Published July 11, 2001


It is still early evening, and the nation, wearing its finest, radiates with anticipation and joy. The clock in the room strikes loudly seven times, and people noisily attempt to quiet each other down. Then, as the clock concludes its countdown, all sit down as one, champagne in hand. All of course, except for the youngest, who are already vibrating in their seats with excitement. Finally, the moment has arrived. But what is the nation celebrating; the birth of a saviour or the coming of yet another year? No, better still. It is Eurovision night.
In this country, Eurovision is numbered among the major events. People gather together after many weeks of prayer and preparation in so called Eurovision parties, and nobody can be counted among those that matter unless they are hosting, or at least invited to, one of these.
As the performance begins people hold their breaths and out on the streets not a straggler is to be seen, save for a lonely leaf blowing in the breeze past a solitary tourist lost in a desolate city. The moment the show is over, however, Ghost Town metamorphoses into Party Town. The solitary tourist becomes joyful once more as cars run the hapless leaf down and the city explodes with overdressed locals drowning their sorrows after yet another failed attempt to win the respect of the world through success in Eurovision.

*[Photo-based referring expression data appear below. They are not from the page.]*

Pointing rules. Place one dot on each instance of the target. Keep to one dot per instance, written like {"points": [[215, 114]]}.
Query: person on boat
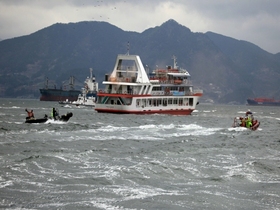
{"points": [[248, 122], [30, 114], [54, 114], [242, 121], [249, 114]]}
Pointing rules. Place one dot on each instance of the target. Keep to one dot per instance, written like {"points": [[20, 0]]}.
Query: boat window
{"points": [[164, 102], [180, 101], [191, 101]]}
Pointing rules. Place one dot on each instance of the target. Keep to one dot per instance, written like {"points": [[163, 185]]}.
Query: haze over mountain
{"points": [[228, 70]]}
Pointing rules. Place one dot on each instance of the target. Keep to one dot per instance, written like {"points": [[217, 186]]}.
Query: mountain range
{"points": [[226, 69]]}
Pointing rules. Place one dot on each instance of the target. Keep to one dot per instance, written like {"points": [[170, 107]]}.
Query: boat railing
{"points": [[155, 93], [173, 81], [122, 79]]}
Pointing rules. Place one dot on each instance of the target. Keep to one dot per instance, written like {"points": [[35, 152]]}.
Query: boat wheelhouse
{"points": [[129, 89]]}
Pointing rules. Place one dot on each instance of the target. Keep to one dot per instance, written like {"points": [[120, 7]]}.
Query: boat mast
{"points": [[71, 82], [174, 62], [46, 83], [127, 53]]}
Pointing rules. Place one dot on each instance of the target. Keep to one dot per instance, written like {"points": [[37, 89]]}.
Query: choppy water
{"points": [[109, 161]]}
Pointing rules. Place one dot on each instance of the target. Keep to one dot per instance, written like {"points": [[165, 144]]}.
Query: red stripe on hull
{"points": [[171, 112], [58, 98]]}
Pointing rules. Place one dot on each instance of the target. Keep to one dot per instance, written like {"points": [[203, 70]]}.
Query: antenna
{"points": [[127, 48], [90, 73], [174, 62]]}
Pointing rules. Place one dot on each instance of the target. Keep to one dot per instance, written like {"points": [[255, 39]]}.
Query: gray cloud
{"points": [[254, 21]]}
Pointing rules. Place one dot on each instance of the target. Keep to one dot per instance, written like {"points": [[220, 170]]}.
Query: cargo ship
{"points": [[263, 102], [54, 94]]}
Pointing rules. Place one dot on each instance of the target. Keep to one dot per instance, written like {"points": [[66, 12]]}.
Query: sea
{"points": [[112, 161]]}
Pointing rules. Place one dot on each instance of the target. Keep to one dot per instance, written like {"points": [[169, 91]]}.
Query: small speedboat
{"points": [[249, 123], [63, 118], [37, 120]]}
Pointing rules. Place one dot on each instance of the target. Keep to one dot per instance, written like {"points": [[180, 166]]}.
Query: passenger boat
{"points": [[263, 102], [129, 89]]}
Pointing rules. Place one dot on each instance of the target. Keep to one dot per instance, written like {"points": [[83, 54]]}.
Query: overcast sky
{"points": [[256, 21]]}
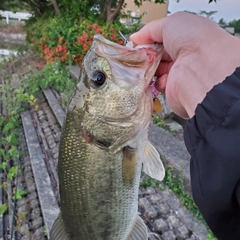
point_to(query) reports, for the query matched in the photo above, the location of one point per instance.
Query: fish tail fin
(58, 231)
(138, 231)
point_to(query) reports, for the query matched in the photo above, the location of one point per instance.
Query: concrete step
(49, 205)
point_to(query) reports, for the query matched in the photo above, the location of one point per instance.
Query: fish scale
(104, 143)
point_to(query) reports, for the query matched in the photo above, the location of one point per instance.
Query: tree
(107, 10)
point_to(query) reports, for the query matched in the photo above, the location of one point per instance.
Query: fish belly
(96, 203)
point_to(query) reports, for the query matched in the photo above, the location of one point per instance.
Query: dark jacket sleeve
(212, 138)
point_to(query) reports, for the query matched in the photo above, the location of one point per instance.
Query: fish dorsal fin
(152, 163)
(138, 231)
(58, 231)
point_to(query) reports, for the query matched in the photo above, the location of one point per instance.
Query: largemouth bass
(104, 144)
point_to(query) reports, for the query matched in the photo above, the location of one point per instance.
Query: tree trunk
(54, 3)
(112, 14)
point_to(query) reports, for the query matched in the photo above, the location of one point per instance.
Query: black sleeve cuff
(212, 138)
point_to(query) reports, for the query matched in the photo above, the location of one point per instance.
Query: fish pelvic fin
(58, 231)
(152, 163)
(138, 231)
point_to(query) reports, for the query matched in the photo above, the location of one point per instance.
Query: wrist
(220, 61)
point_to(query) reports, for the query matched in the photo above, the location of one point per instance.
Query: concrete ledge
(49, 205)
(55, 106)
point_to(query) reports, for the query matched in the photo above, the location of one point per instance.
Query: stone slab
(49, 205)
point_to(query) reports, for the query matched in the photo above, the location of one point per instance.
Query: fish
(104, 144)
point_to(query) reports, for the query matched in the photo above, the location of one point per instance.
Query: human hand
(198, 55)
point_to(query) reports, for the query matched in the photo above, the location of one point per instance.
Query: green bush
(69, 41)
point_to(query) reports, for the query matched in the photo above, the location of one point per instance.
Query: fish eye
(98, 78)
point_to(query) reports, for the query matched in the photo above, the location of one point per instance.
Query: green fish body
(104, 144)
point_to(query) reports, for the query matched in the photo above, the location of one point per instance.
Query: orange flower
(120, 42)
(63, 58)
(113, 37)
(59, 48)
(60, 39)
(85, 46)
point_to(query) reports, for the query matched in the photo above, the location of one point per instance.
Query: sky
(227, 9)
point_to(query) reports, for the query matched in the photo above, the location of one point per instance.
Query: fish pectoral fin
(58, 231)
(152, 163)
(138, 231)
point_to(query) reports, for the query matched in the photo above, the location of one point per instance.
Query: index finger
(150, 33)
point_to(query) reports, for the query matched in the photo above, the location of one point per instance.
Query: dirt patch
(11, 27)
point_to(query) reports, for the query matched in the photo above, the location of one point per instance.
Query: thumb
(150, 33)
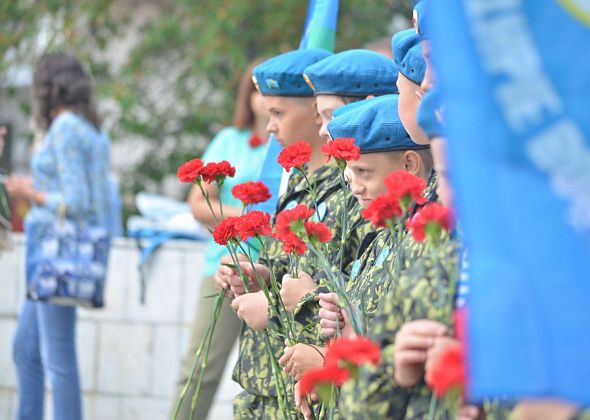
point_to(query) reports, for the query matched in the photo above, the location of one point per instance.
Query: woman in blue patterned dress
(69, 171)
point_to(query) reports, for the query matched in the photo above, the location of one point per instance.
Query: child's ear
(317, 116)
(411, 162)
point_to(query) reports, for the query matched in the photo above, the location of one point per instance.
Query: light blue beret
(374, 124)
(429, 116)
(353, 73)
(283, 75)
(407, 53)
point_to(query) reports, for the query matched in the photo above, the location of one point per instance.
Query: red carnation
(255, 141)
(190, 171)
(448, 371)
(217, 172)
(406, 187)
(226, 231)
(317, 232)
(295, 155)
(430, 221)
(251, 192)
(355, 351)
(341, 149)
(326, 375)
(254, 223)
(382, 211)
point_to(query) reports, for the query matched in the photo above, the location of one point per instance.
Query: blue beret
(374, 124)
(421, 17)
(283, 75)
(407, 52)
(429, 116)
(353, 73)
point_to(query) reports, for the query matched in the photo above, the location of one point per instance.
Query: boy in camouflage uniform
(332, 200)
(293, 117)
(386, 147)
(343, 78)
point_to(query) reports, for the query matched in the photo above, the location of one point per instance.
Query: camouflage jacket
(253, 369)
(424, 290)
(306, 314)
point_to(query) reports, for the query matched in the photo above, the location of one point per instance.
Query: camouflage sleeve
(422, 292)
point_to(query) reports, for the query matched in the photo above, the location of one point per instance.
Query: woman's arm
(201, 210)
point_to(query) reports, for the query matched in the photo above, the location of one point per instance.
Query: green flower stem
(205, 344)
(276, 371)
(338, 287)
(344, 221)
(283, 315)
(286, 315)
(312, 191)
(208, 340)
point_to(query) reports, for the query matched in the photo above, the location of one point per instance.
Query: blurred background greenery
(166, 71)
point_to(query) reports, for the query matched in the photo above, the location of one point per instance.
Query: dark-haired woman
(243, 146)
(69, 172)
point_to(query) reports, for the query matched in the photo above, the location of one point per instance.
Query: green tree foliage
(176, 86)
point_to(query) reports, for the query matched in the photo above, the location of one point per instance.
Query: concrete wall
(129, 354)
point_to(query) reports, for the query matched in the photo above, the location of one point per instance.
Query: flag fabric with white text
(516, 80)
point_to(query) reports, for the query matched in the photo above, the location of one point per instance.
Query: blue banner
(516, 80)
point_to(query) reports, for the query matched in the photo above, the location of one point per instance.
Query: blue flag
(319, 32)
(516, 80)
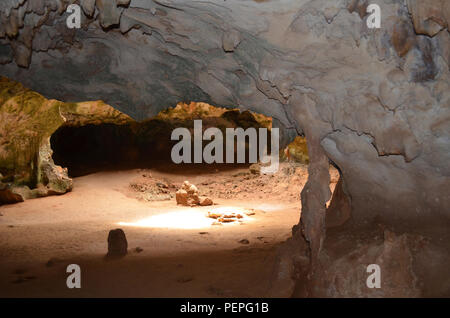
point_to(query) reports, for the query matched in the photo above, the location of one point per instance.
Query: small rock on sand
(117, 243)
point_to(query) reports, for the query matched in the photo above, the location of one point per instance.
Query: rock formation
(117, 243)
(27, 120)
(189, 195)
(375, 102)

The reason for this is embedded deep in the national consciousness of this ancient Viking culture. Every year Icelanders think of their contribution as being most likely to win, and to prove this they quote examples from polls and comments from foreign reporters who always seem to predict an Icelandic victory. For some reason, we never get to see these polls or reporters directly, relying instead on indirect quotes from faceless prophets.
Iceland first participated in Eurovision in 1986 when three spectacular songbirds sang about the “Joy Bank” wearing glimmer bedecked jogging suits and glow in the dark headbands on their sweaty foreheads to complement the look (Editors note: This was the 80´s, you were supposed to look like that).
It was not just the banks that were joyful in those days, the nation as a whole seemed more optimistic than at any time since the foundation of the Republic. People seemed so assured of victory that it hardly seemed necessary to send the contestants to Oslo. But the rest of Europe did not seem as attuned to glimmer and gladness, for the steamroller stalled in 16th place. Somewhat less optimistically, but still with a great deal of enthusiasm, an entry was sent out the following year, but alas, once again stalled at 16, as it did the year after that. All hopes were then finally, brutally crushed in 1989, when Iceland wound up in last place, with not a single point to its name. Still the nation that survived famine, plague and oppression for 700 years weathered the storm, and every year hope was rekindled in our hearts as the media yet again started predicting assured victory, contestants were elevated to the status of national heroes, and some people suggested they be inducted to the Order of the Falcon by the President. Until, of course, they lost. And in Eurovision, as elsewhere, it seems everyone who isn’t a winner is a loser.
This one night a year the nation experiences a communal spirit in front of the tube, and 290.000 hearts beat out tune of the national anthem out of sheer patriotism. The few pariahs who dared to critize the competition for corniness or just general silliness still find themselves glued to the screen and holding their breath as points are counted.
I belong to that sizeable minority which says every year that they are not going to watch it and it would be for the best if Iceland got no points at all since we never win anyway. Nonetheless, whenever I hope no one is noticing I frequently find myself watching and feeling that pang of pride when they play “our” song. Then, when the points start rolling in I quickly come out of the closet, jump to my feet and do a tribal rain dance on those rare occasions when we get points. When we don’t get them, I wholeheartedly support the Icelandic announcer who threatens a trade ban on those countries who ignored us, until I find myself having made a vow to only buy products from Estonia and the Republic of Malta.
Sadly, at the end of the night it transpires that Iceland has lost yet again. As the announcer bids goodnight the blue glow from the screen fades along with the country’s hopes for victory in Eurovision. Disappointed and shocked, the nation as one reaches for the hard stuff as the moment of truth has passed and the time for oblivion is at hand.